Here's a recipe I've been making for over 30 years - both for ourselves & for company. It never fails to please & is easy to boot. While the recipe does call for the bone-in skin-on breasts to be split, I'm sure whole breasts would work just as well, although with 4 "whole" breasts rather than halves, you might want to double up on the sauce.
Chicken Parisienne
One pkg. (usually containing 2-3 pieces) bone-in, skin-on, split chicken breasts
One can Cream of Mushroom soup (the regular condensed version, NOT the "healthy no-fat" one)

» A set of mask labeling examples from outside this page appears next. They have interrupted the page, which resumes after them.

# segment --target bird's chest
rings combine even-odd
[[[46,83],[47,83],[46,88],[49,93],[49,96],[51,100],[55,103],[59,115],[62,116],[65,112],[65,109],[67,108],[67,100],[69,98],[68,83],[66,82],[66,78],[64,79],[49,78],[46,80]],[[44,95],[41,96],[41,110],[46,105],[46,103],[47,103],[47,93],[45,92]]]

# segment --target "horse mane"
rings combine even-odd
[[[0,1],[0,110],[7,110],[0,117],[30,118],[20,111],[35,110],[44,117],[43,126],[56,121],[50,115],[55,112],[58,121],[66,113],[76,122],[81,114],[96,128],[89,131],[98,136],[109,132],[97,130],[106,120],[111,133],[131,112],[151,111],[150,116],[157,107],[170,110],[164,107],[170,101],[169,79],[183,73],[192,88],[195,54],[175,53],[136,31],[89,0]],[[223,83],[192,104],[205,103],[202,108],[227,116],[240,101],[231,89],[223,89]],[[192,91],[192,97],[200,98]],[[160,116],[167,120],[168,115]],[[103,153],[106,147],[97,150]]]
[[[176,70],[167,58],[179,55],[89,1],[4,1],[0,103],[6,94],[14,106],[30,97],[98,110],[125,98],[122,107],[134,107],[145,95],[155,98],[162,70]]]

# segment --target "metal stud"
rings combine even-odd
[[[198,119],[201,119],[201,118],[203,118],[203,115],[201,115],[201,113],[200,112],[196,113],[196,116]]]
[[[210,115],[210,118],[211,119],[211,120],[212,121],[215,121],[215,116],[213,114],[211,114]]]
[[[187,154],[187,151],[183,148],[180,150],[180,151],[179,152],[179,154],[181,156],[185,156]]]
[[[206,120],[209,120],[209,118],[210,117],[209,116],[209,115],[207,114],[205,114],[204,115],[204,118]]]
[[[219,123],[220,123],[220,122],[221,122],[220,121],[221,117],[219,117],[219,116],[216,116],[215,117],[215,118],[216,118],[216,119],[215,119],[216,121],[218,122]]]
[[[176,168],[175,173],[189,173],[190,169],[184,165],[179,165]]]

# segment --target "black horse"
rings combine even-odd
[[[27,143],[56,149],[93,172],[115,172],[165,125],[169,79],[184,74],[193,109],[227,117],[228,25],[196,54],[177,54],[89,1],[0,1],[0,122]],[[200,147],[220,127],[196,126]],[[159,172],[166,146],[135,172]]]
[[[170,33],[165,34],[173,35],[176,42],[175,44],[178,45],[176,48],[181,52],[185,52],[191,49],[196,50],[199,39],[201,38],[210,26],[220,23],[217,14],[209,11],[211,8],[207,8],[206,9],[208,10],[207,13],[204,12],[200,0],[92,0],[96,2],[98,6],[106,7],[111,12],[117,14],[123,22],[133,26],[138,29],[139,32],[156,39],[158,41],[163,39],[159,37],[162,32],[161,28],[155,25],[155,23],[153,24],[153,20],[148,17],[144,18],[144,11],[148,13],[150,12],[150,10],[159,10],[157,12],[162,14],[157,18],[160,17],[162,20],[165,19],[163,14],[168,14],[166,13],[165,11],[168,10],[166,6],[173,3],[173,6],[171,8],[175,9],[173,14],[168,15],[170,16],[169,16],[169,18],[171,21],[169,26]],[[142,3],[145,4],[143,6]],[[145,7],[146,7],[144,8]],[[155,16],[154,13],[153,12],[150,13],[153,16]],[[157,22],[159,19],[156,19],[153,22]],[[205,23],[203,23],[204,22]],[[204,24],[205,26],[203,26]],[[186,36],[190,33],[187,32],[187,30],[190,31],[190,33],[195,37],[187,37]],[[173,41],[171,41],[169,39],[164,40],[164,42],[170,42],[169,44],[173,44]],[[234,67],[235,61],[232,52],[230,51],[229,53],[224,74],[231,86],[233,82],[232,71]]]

1/2 to 3/4 soup-can of dry sherry
One can mushroom pieces, drained, OR one 8 oz. pkge. fresh button mushrooms, cleaned & sliced
One 8 oz. container sour cream
freshly ground black pepper
paprika
Preheat oven to 350.
In a pan large enough to hold all sauce ingredients, saute fresh mushrooms (if using) until brown & tender. Remove from heat. Stir in can of soup, & use soup can to measure in 1/2-3/4 can of dry sherry. Stir to combine. (If using canned mushrooms, just drain & combine with other ingredients in saucepan.)
Place chicken pieces skin-side down in greased baking dish & pour sauce mixture over (reserving saucepan to reheat sauce later). Place in center of oven & bake for 20 minutes. After 20 minutes, turn chicken pieces skin side up & continue to bake until done (depending on the size of the pieces, another 20-30 minutes).
When done, turn off oven, remove chicken pieces to a plate, & scrape sauce & juices back into the reserved saucepan. Place chicken back into baking dish & back into turned off oven with door ajar to keep warm.
Meanwhile, over medium/low heat, add sour cream to sauce in saucepan & heat just until warmed through. (Overheating or boiling will cause sour cream to curdle. Won't affect the taste, just won't look as nice.)
Serve chicken with white rice - both with sauce poured over & sprinkled with a little paprika & freshly ground pepper to taste - along with plain boiled buttered baby carrots & a green salad.